Friday, November 13, 2009

Home Improvements & Tips to Save Money!

Since the property market downturn and general collapse of the world economy, a subject I don't typically write about but nonetheless has been topical for landlords lately concerns the merit of whether or not to invest in home improvements and if so what guidelines should be followed. I thought I would take some time out to list some quick and easy tips for Landlords considering future home improvements -

Firstly, if you plan to make improvements - Do not spend a fortune doing up your home - you will not get your money back. As house prices continue to fall, research shows that previously profitable improvements, such as extensions and new kitchens, can leave you out of pocket by many thousands of dollars.

According to the study, the more you spend the more you stand to lose because the cost of the work will not be reflected in the sale price. The average cost of an extension, for example, is $33,800 but it would add only $13,568 to the property's price.
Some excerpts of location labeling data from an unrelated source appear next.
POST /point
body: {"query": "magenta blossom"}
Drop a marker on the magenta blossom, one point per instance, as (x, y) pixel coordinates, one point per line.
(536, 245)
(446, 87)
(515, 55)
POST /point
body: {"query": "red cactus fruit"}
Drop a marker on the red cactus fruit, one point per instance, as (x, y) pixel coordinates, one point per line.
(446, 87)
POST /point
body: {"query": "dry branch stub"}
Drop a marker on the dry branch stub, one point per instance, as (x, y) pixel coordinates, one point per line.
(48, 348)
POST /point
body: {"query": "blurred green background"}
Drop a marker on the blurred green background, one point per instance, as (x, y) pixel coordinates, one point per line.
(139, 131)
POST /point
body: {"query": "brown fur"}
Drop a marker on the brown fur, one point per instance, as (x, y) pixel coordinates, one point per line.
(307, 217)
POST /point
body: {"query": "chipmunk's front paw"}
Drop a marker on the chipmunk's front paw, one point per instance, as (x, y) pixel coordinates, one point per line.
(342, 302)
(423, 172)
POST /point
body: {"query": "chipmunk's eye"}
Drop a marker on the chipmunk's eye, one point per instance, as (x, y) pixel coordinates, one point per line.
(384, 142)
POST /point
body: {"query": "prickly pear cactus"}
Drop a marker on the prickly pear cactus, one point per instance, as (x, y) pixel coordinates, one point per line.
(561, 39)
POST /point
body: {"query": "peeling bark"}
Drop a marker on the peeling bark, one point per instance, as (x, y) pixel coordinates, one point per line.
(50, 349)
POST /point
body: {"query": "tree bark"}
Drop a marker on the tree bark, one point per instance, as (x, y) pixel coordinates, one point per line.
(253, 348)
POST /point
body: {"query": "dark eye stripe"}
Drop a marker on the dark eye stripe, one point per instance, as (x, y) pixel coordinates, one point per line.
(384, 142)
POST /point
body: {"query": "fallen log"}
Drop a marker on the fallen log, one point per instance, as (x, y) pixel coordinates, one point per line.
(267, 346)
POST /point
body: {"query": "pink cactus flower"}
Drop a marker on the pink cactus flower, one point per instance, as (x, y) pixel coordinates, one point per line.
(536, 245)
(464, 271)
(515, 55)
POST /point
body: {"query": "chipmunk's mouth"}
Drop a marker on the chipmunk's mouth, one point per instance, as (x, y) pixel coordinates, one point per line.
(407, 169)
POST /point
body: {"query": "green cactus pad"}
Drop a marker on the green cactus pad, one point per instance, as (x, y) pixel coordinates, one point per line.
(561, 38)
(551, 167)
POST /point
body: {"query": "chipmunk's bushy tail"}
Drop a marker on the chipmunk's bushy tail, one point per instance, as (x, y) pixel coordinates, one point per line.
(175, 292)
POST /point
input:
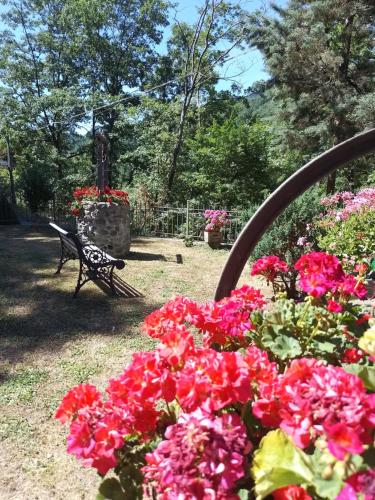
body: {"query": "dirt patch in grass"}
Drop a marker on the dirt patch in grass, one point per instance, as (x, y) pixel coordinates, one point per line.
(50, 342)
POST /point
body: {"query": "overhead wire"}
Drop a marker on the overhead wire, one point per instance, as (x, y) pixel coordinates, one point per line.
(130, 95)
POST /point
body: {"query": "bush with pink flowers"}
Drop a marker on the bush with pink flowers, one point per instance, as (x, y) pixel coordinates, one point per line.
(242, 398)
(348, 227)
(215, 219)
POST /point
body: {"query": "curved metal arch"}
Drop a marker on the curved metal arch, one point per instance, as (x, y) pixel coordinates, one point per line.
(287, 192)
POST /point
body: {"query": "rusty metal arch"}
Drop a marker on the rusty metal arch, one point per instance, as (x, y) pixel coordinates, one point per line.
(287, 192)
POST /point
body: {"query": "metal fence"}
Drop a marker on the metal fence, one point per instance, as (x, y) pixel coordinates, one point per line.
(146, 220)
(179, 222)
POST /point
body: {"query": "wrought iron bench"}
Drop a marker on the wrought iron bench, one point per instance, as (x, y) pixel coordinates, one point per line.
(94, 263)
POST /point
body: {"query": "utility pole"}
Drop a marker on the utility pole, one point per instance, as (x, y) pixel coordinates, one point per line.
(102, 159)
(11, 178)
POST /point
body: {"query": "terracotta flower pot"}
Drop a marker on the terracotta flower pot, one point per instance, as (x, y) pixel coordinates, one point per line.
(213, 238)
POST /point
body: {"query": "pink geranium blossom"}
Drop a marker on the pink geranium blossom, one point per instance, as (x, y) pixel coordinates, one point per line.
(202, 457)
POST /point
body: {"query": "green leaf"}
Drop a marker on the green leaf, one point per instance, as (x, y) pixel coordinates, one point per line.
(328, 479)
(277, 463)
(243, 494)
(282, 345)
(364, 372)
(111, 489)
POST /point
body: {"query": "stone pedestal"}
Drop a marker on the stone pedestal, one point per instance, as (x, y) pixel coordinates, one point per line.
(106, 225)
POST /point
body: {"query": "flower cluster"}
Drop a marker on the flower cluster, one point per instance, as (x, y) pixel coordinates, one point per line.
(93, 193)
(215, 219)
(202, 409)
(202, 456)
(269, 267)
(312, 399)
(321, 272)
(341, 205)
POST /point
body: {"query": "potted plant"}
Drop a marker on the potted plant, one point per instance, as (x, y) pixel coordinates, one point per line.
(103, 218)
(215, 220)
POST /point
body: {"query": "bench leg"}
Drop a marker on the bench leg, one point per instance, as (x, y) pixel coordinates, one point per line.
(64, 257)
(83, 277)
(111, 284)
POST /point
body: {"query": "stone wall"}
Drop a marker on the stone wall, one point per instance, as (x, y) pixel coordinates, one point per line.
(106, 225)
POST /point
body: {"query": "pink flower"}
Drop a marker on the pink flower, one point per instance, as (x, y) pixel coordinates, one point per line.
(311, 397)
(333, 306)
(81, 397)
(269, 267)
(226, 322)
(352, 355)
(202, 456)
(291, 492)
(342, 440)
(361, 482)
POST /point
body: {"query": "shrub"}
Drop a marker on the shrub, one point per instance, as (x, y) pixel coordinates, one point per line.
(265, 404)
(291, 234)
(348, 227)
(36, 187)
(93, 193)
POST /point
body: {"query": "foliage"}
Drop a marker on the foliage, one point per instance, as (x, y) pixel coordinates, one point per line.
(291, 234)
(229, 160)
(319, 57)
(215, 219)
(221, 418)
(348, 227)
(93, 193)
(36, 188)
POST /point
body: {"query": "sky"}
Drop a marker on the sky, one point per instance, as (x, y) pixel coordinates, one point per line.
(245, 67)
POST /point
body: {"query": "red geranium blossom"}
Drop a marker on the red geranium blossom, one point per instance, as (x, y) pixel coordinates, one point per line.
(291, 492)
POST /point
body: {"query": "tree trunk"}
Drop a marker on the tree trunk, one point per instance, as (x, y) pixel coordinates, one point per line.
(11, 178)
Despite that, reports indicate a near 20 per cent jump in the number of people who want to borrow money to improve their home compared with the same time last year. Some homeowners have decided to expand their properties rather than move while others are hoping that their improvements will help them to sell at a better price. So how can you boost the value of your home?

Get the decorators in

This is the only home improvement that will really boost your returns. Lets say that the average cost of painting and decorating a home is $1,330, but the cosmetic improvement adds $3,557 to the value of the property. Opt for neutral colours and don't forget the woodwork.

Avoid big names

Installing designer kitchens and spa-quality bathrooms used to be a fail-safe way of adding thousands of dollars to the value of your home. Not any more. These days a new kitchen costs about $18,700 but will add less than $5,000 to the value of a home. The average price of a new bathroom is $7,700 and will add just $2,892 to the property price. So stick with the basics if you are redoing these rooms.

Know the right price

In the UK for example the cost of home improvements has risen significantly over the past two years, according to the Royal Institution of Chartered Surveyors. RICS blames the rising costs of transport and raw materials, as well as a shortage of tradesmen as Polish builders pack up and return home. Avoid being overcharged by spending £17.99 on The Property Makeover Price Guide published by RICS' Building Cost Information Service (bcis.co.uk).

Do it yourself

One study shows that almost a third of homeowners are planning to save money by doing their own home improvements. However, you will spend even more money and potentially devalue your home if you botch the job.

Clean is beautiful

The easiest, cheapest and most effective way to add value would be to clean ...everything. For $35 you can hire a steam cleaner for the week to sort out carpets and upholstery. Lined curtains should be dry-cleaned.

The white stuff

If your bathroom still looks tired after a good scrub, freshen up the grouting and the mastic. Use a grout pen to rewhiten any discoloured grout lines. It costs $3.98 -you can also buy a tube of mastic sealant for $3.73 (diy.com).

Let there be light...

Maximise natural light. Simon Buhl Davis, who runs Savills' Interior Services, has managed to shift difficult homes by removing net curtains. He recommends installing colonial shutters to the bottom half of the window or slat blinds.

...in every dark corner

Compensate for the lack of natural light in gloomy places such as basements or lower-ground floors by installing twice the number of light fixtures. Fit dimmer switches.

Get rid of clutter

You might not need to move at all once you have got rid of surplus belongings. Use eBay and Gumtree but save time and postage by asking buyers to pick up their purchases. Donate or swap your stuff on freecycle.org.

Hide the dog/children

Smelly pets and messy children put buyers off. Ben Rymer, of Strutt & Parker, recommends packing them off to Granny's and dressing your home with fresh flowers and glossy lifestyle magazines. However, buyers are more price-sensitive than ever. So if your home really will not sell, the first thing to change might be the asking price.